Dans leur enquête, ils se sont basés sur deux idées :

  1. à l'intérieur d'une même entreprise, différents types d'organisation sont nécessaires pour faire face à différents marchés et tenir compte des variations technologiques ;

  2. les organisations qui fonctionnent dans un environnement incertain et instable doivent disposer d'un plus haut degré de différenciation interne, par exemple entre leurs services. Chaque service doit s'adapter à son propre environnement.

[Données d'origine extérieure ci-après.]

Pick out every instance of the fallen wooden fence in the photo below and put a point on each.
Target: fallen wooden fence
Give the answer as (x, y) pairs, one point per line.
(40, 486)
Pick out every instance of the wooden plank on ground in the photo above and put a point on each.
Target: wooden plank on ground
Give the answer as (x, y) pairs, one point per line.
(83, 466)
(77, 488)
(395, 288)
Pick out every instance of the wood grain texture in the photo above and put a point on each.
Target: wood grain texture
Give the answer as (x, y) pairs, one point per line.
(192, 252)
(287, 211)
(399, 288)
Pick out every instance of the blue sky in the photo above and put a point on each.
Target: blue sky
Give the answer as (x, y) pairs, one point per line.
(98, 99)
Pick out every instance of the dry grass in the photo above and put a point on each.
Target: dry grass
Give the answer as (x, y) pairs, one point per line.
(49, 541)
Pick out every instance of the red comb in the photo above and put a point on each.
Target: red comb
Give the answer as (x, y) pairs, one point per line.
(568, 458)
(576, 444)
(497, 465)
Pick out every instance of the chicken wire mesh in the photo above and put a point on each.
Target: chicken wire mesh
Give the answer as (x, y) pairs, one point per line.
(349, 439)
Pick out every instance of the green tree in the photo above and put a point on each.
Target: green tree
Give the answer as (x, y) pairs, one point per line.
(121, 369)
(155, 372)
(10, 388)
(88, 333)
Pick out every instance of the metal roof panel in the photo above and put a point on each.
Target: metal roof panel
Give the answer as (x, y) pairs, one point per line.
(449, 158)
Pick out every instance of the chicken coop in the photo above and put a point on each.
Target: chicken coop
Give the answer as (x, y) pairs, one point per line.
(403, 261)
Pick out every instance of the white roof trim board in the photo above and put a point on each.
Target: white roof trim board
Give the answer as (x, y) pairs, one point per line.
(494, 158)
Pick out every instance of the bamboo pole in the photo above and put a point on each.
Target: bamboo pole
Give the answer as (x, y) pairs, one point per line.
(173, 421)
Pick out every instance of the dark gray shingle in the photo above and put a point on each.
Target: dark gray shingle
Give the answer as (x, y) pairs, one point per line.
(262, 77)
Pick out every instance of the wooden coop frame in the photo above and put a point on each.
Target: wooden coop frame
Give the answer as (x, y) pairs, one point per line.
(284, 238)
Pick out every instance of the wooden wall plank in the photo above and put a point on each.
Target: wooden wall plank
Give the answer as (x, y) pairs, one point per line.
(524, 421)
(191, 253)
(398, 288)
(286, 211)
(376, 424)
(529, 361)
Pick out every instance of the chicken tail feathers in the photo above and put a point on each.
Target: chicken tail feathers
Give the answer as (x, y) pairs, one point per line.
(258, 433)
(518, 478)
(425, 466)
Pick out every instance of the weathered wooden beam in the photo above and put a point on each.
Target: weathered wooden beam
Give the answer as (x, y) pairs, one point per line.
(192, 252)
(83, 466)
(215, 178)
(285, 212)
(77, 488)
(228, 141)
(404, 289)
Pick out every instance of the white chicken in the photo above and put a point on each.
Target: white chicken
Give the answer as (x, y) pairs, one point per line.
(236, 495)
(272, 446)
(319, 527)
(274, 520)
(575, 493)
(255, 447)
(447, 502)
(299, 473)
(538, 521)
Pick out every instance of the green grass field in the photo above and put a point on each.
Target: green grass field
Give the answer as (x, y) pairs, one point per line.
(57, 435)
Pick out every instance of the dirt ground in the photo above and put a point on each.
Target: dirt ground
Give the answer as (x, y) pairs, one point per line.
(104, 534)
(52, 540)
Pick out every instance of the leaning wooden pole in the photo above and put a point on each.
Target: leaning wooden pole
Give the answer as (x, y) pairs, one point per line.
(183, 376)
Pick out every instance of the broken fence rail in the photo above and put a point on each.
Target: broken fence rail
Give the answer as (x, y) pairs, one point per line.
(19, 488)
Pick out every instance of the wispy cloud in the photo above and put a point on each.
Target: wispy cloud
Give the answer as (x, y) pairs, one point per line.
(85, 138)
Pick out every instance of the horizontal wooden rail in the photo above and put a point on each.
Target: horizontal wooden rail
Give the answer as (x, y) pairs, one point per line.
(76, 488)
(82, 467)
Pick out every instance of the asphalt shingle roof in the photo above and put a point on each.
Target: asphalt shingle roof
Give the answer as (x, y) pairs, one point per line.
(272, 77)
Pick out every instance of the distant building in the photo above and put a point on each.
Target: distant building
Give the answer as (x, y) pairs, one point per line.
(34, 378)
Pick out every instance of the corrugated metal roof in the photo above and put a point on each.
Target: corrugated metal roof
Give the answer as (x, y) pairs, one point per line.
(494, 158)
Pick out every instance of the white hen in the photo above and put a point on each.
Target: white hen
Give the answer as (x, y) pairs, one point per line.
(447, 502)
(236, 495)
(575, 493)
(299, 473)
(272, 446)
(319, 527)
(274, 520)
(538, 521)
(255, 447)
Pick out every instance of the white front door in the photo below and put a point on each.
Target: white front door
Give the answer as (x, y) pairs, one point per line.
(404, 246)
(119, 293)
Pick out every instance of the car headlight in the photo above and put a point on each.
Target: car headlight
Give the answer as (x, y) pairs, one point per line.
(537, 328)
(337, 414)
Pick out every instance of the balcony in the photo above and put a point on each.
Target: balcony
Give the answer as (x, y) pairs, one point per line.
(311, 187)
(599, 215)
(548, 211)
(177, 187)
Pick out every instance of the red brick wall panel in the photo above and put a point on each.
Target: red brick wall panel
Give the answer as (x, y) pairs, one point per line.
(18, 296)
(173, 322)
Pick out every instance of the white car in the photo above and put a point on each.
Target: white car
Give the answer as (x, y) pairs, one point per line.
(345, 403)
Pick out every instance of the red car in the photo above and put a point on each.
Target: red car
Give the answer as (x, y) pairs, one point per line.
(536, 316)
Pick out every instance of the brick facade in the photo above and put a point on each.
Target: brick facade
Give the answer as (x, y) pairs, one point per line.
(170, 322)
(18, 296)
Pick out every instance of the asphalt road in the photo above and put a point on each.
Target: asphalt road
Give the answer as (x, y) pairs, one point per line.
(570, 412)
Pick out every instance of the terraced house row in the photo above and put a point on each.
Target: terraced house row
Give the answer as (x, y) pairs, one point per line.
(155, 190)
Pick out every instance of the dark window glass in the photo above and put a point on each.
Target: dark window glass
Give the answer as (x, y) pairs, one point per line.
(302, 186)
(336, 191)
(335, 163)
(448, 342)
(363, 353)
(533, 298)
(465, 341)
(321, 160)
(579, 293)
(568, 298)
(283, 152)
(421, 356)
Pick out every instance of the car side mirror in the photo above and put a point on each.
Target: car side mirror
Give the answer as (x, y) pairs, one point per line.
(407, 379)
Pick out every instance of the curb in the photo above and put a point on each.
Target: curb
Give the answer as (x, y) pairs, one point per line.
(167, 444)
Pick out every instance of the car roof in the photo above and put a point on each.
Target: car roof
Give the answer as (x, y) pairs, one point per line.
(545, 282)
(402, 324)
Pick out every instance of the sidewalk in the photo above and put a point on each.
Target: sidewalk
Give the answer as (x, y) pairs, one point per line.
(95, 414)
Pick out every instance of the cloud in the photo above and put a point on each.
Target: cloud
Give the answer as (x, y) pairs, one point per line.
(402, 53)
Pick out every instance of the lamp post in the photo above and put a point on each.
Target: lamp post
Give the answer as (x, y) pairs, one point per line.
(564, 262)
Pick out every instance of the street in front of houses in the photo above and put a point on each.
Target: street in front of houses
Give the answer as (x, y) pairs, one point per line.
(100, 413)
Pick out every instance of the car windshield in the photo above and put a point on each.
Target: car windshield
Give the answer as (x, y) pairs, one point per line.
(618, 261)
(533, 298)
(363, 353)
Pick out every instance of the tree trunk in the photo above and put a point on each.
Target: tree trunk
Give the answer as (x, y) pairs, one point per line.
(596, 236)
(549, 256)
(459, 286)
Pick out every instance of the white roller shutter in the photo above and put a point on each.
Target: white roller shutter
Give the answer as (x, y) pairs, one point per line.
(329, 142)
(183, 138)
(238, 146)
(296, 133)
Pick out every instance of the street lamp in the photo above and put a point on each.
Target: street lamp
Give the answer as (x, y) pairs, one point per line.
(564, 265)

Les caractéristiques de différenciation sont la nature des objectifs (plus ou moins précis), la réactivité temporelle des environnements (à court, moyen ou long terme), les relations interpersonnelles (centrées sur les tâches ou les compétences) et le plus ou moins grand formalisme des interactions (en termes de règles et de contrôle).

Sur le fond, chaque organisation est un système proactif qui cherche à s'adapter à la complexité de son environnement par la différenciation et l'intégration de ses différents éléments constitutifs. Aucune structure n'est en soi meilleure qu'une autre. Son efficacité dépend des réalités concrètes du moment.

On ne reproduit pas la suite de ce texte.